Figure 1-3 Helical CT scan principle.
(From Kalender WA, Seissler W, Klotz E, Vock P: Spiral volumetric CT with single-breath-hold technique, continuous transport, and continuous scanner rotation. Radiology 176:181–183, 1990).
ANATOMY
Airways
Trachea and Main Bronchi
The trachea is a midline structure that usually is 6 to 9 cm long. The wall contains horseshoe-shaped cartilage rings at regular intervals, but the posterior wall is membranous. The upper limits for coronal and sagittal diameters are 25 and 27 mm for men and 21 and 23 mm for women. The lower limit of normal in both dimensions is 13 mm in men and 10 mm in women. The trachea divides into two major bronchi at the carina. The carinal angle usually is about 60 degrees, but a wide range of 40 to 75 degrees can be seen in normal adults. The right main bronchus has a more vertical course than the left, and its length is considerably shorter. The air columns of the trachea, both major bronchi, and the intermediate bronchus are usually visible on well-exposed standard radiographs of the chest in the frontal projection (Figs. 1-7 and 1-8). The right lateral and posterior walls of the trachea are identifiable on posteroanterior and lateral chest radiographs as vertically oriented linear opacities, called the right paratracheal and posterior tracheal stripes. They are described in more detail in the “Mediastinum” section.

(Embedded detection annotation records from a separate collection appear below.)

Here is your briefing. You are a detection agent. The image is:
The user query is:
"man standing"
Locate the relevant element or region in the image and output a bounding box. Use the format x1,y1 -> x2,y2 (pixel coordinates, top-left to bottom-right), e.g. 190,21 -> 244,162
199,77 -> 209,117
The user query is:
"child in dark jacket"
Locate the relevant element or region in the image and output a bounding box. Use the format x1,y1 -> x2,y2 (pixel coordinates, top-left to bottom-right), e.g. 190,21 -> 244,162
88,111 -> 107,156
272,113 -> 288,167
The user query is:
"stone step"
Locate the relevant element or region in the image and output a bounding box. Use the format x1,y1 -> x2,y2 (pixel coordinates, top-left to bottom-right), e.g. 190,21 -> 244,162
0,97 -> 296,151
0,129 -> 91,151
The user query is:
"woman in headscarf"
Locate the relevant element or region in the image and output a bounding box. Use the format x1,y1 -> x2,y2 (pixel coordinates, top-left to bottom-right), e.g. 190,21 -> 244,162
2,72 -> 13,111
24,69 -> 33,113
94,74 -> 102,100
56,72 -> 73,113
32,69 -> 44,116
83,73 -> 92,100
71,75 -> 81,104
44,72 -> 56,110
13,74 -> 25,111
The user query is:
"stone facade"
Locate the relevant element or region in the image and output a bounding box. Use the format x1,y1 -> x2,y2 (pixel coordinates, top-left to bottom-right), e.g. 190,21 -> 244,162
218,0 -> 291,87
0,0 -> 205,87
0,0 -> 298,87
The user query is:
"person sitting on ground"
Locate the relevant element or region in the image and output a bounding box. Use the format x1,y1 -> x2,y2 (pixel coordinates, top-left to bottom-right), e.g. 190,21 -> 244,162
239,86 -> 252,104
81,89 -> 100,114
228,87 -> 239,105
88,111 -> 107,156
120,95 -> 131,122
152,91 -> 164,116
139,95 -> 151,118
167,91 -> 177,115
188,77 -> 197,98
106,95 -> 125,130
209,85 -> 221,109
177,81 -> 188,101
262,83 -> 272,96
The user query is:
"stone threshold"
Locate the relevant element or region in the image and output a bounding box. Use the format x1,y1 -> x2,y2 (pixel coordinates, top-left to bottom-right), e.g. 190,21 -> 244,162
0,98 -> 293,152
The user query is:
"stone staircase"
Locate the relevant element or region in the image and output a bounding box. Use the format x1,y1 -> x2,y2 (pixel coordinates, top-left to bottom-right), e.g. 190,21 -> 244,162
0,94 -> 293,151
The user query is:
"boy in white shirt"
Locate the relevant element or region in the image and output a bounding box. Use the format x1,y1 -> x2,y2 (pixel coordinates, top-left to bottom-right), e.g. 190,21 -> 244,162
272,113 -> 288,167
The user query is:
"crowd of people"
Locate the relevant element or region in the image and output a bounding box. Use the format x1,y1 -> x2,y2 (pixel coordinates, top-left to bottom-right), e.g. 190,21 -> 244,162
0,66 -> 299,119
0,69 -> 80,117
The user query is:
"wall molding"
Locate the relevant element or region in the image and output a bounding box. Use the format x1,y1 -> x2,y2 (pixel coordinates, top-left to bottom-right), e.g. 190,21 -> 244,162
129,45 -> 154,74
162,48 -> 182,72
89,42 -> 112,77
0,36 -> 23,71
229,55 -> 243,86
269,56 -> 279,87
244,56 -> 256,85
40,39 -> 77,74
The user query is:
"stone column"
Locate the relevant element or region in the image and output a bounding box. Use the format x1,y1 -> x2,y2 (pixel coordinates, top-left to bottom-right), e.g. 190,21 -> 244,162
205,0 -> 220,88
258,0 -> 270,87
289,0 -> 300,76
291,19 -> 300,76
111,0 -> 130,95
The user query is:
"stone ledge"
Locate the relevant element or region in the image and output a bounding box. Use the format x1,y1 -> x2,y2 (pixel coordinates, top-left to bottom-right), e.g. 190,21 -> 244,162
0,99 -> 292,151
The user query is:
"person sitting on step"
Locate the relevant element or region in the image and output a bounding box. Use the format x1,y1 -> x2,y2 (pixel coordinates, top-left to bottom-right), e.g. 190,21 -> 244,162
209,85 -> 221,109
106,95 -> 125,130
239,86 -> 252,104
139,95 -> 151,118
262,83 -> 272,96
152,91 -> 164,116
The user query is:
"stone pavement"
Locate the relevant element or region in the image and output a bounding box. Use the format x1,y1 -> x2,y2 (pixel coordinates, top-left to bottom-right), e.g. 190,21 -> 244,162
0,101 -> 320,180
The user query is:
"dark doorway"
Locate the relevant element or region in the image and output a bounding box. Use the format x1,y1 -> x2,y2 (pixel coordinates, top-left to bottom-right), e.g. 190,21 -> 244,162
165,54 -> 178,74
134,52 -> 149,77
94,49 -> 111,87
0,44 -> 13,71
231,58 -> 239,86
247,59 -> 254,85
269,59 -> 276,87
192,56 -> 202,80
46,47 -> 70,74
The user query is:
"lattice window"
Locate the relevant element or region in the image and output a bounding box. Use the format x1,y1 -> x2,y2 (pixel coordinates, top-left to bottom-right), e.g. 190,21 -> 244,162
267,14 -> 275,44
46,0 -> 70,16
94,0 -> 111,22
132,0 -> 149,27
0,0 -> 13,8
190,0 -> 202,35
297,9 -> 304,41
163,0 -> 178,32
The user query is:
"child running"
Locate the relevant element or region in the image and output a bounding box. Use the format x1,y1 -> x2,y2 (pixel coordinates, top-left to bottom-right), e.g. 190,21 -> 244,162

Lobar Bronchi and Bronchopulmonary Segments
Table 1-3 summarizes the bronchopulmonary segments of the right and left lung.
Table 1-3 Bronchopulmonary Segments
Right Lung Segments | Left Lung Segments |
---|---|
Upper Lobe | Upper Lobe |
1. Apical | 1 and 2. Apical posterior |
2. Anterior | 3. Anterior |
3. Posterior | 4. Superior lingula |
Middle Lobe | 5. Inferior lingula |
4. Lateral | Lower Lobe |
5. Medial | 6. Superior |
Lower Lobe | 7 and 8. Anteromedial basal |
6. Superior | 9. Lateral basal |
7. Medial basal | 10. Posterior basal |
8. Anterior basal | |
9. Lateral basal | |
10. Posterior basal |
Pulmonary Vessels
The main pulmonary artery originates in the mediastinum at the pulmonic valve and passes upward, backward, and to the left before bifurcating within the pericardium into the short left and long right pulmonary arteries (Figs. 1-11 and 1-12). The right pulmonary artery courses to the right behind the ascending aorta before dividing behind the superior vena cava and in front of the right main bronchus into a right upper branch (i.e., truncus anterior) and the descending or interlobar branch. The interlobar artery subsequently divides into segmental arteries to the right middle and right lower lobes. The higher left pulmonary artery passes over the left main bronchus. It may give off a separate branch to the left upper lobe or, more commonly, continues directly into a vertical left interlobar or descending pulmonary artery from which the segmental arteries to the left upper and lower lobes arise directly. The left descending or interlobar artery lies posterior to the lower lobe bronchus.
Pulmonary Hila
Computed Tomography
The pulmonary hila are probably best evaluated with CT. They can be visualized with or without the use of intravenous contrast medium. However, dense opacification of the pulmonary or the hilar vessels simplifies interpretation. The bronchial tree is best assessed at wide windows (i.e., 1500 to 2000 Hounsfield units [HU]). Visualization of hilar structures is also improved by thin (2-3 mm) sections. The anatomy of the hila is illustrated in Figure 1-14, and mediastinal anatomy is shown later (see Figs. 1-23 and 1-24).